En su diálogo con Trump, que para situarse en el tiempo tuvo lugar el 8 de julio (veinticuatro horas antes del encuentro en Olivos entre Fernández y el “Grupo de los 6”), López Obrador cumplió con un pedido del presidente argentino y trasmitió su solicitud de que Estados Unidos colaborara en la búsqueda de una solución amistosa del problema de la deuda.
Resulta una ironía cargada de sentido que el vínculo de afinidad entre Fernández y López Obrador haya servido como canal de comunicación del gobierno argentino con Trump, para quien el presidente mexicano no es uno de los promotores del Grupo Puebla, ni mucho menos un líder antiimperialista, sino uno de sus principales aliados latinoamericanos.
Pero la salida del “default” es una condición necesaria aunque no suficiente en la senda de la reinserción internacional de la Argentina. El paso siguiente es la búsqueda de financiación en los organismos multilaterales de crédito. Esto implica, en primer lugar, la renegociación del acuerdo con el Fondo Monetario Internacional, un trámite en marcha que más allá de los fuegos de artificios retóricos que se utilicen para complacer a la platea, implicará la asunción de determinados compromisos de cumplimiento obligatorio, especialmente en el terreno del equilibro fiscal.
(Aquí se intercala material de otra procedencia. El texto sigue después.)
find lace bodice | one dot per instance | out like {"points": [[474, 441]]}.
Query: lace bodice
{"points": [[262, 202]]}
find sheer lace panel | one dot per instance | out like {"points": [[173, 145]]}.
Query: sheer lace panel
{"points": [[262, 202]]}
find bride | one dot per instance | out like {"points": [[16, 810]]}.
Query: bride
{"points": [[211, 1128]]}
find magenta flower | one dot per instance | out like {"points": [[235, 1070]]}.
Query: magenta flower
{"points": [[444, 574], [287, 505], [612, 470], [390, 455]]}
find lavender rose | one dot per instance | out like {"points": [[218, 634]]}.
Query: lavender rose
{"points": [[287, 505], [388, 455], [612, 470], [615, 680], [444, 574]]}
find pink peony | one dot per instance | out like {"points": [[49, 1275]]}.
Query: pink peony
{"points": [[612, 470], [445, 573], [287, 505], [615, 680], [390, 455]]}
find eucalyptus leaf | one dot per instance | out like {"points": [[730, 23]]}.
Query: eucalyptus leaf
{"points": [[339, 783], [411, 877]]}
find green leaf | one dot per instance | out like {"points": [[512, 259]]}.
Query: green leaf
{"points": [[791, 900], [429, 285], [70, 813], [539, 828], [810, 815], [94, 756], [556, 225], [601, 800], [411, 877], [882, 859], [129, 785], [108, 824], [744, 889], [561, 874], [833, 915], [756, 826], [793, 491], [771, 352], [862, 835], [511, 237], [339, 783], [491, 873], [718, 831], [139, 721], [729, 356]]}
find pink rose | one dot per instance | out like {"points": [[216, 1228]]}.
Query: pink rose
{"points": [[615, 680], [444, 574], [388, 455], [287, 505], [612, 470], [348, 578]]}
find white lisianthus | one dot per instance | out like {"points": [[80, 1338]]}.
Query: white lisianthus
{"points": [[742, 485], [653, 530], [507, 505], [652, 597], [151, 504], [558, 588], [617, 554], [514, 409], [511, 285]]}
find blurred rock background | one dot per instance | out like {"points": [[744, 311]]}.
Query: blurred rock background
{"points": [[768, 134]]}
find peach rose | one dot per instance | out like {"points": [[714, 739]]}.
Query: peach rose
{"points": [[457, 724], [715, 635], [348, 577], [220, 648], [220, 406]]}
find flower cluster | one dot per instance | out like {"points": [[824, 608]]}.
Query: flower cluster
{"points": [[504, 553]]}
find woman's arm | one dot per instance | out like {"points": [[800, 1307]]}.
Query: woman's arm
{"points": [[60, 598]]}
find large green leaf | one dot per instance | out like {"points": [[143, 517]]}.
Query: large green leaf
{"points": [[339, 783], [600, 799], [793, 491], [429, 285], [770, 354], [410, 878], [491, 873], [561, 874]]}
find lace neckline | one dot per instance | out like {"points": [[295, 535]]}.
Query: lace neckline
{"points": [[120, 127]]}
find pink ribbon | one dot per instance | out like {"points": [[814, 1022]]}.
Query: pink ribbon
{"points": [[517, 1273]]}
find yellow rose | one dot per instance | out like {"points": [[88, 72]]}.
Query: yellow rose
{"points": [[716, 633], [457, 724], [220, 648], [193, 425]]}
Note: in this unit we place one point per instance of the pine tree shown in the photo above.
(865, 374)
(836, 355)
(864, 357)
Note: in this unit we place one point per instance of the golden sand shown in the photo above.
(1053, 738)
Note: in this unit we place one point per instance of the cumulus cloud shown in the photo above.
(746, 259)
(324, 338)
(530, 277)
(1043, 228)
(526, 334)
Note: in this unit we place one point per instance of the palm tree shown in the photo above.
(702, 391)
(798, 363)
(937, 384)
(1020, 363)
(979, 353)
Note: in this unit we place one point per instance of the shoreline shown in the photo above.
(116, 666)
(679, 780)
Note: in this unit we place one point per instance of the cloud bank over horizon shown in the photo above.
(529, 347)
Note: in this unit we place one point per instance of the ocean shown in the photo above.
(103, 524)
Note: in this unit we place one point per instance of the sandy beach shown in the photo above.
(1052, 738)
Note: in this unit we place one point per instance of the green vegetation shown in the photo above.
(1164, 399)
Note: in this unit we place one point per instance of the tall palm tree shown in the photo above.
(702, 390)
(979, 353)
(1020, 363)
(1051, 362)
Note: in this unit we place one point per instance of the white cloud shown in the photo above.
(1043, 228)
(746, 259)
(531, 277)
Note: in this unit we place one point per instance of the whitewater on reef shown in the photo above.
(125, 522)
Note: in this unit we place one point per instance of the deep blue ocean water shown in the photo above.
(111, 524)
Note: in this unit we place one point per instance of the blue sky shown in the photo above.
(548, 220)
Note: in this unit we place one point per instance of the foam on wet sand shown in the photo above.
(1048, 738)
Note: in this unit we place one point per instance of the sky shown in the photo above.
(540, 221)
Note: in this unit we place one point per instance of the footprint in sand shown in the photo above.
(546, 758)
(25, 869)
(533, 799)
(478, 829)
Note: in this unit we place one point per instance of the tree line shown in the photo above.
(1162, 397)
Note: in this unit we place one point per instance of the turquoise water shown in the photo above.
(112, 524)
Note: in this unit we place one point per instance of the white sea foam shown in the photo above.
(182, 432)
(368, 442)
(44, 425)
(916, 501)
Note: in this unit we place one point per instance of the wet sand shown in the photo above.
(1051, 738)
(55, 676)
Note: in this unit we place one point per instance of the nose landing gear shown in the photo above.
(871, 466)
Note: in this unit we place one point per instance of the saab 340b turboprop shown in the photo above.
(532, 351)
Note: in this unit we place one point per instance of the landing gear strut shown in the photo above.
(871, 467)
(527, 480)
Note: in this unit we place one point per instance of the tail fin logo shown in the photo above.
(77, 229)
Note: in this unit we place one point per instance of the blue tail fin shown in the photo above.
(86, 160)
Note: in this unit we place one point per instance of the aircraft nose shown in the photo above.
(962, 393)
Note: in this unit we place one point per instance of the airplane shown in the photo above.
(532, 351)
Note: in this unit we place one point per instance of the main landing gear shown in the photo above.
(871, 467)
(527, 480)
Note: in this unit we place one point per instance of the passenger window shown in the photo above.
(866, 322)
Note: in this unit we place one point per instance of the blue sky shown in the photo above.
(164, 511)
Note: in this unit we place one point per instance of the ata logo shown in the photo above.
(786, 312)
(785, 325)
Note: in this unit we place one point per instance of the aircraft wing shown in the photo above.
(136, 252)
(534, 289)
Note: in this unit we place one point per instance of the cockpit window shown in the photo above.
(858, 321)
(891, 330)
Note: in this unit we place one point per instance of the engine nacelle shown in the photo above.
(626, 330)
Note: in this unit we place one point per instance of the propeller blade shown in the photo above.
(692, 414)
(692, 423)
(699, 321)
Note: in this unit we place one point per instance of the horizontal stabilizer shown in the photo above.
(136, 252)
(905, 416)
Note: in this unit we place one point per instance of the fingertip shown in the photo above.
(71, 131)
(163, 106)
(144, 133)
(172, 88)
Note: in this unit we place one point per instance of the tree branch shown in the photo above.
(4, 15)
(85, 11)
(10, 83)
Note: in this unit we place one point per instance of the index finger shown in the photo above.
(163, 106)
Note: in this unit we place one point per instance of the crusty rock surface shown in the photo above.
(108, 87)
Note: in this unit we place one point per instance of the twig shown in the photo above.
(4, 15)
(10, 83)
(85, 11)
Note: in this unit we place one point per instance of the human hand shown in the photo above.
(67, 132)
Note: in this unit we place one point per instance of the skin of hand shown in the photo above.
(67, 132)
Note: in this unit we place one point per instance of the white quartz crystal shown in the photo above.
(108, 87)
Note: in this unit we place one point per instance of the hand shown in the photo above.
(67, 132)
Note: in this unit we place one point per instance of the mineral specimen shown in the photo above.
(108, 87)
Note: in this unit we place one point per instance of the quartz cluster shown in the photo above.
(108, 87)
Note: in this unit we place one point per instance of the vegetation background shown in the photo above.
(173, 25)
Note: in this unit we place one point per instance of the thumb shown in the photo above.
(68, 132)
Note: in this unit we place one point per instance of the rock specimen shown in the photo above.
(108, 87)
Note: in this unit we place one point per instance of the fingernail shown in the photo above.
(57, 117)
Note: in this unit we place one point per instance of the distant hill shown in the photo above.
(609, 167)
En esa hoja de ruta, la estación subsiguiente será el acceso de la Argentina a los préstamos del Banco Interamericano de Desarrollo, cuyo titular a partir de septiembre será Maurice Claver Carone, actual asesor de seguridad nacional para América latina de la Casa Blanca, quien ya anunció una fuerte recapitalización de la institución crediticia para encarar un ambicioso programa de asistencia financiera para la región.
Este avance sobre la conducción del BID y su repotenciación es una pieza clave en la estrategia regional de Estados Unidos, que incluye la competencia con China.
Pero el “afuera” es inseparable del “adentro”. El acuerdo político y social necesario para posibilitar la reinserción internacional de la Argentina y promover la corriente de financiación indispensable para la puesta en marcha del plan económico fundado en la propuesta de las organizaciones de la cadena agroindustrial supone, por su mera existencia, una ampliación de las bases de sustentación del poder y de la autoridad presidencial. No se trata entonces de promover el nacimiento del “albertismo”, sino de la construcción de un poder político institucionalmente sólido, capaz de afrontar el vendaval social de agosto y de transitar el primer tramo de un largo y arduo camino.
La búsqueda de ese consenso político y social exige desactivar los focos de conflicto atizados desde el “kirchnerismo”, en primer lugar la controversia planteada en torno al proyecto gubernamental de reforma judicial, que unificó en su contra a las distintas corrientes de la oposición.
De allí la significación de la postura de Massa cuando manifestó su apoyo a la reforma pero enfatizó que “no es necesario aumentar el número de miembros de la Corte”. Esa garantía mínima es la condición para un diálogo que permita encuadrar la discusión del tema sin obstruir los acuerdos básicos necesarios para salir de la crisis. Porque el imperio del principio de realidad, esa “única verdad” que termina determinando en última instancia la orientación del gobierno, también condicionará la actitud de la oposición, si no quiere quedar condenada a la marginalidad política propia de un antiperonismo anacrónico.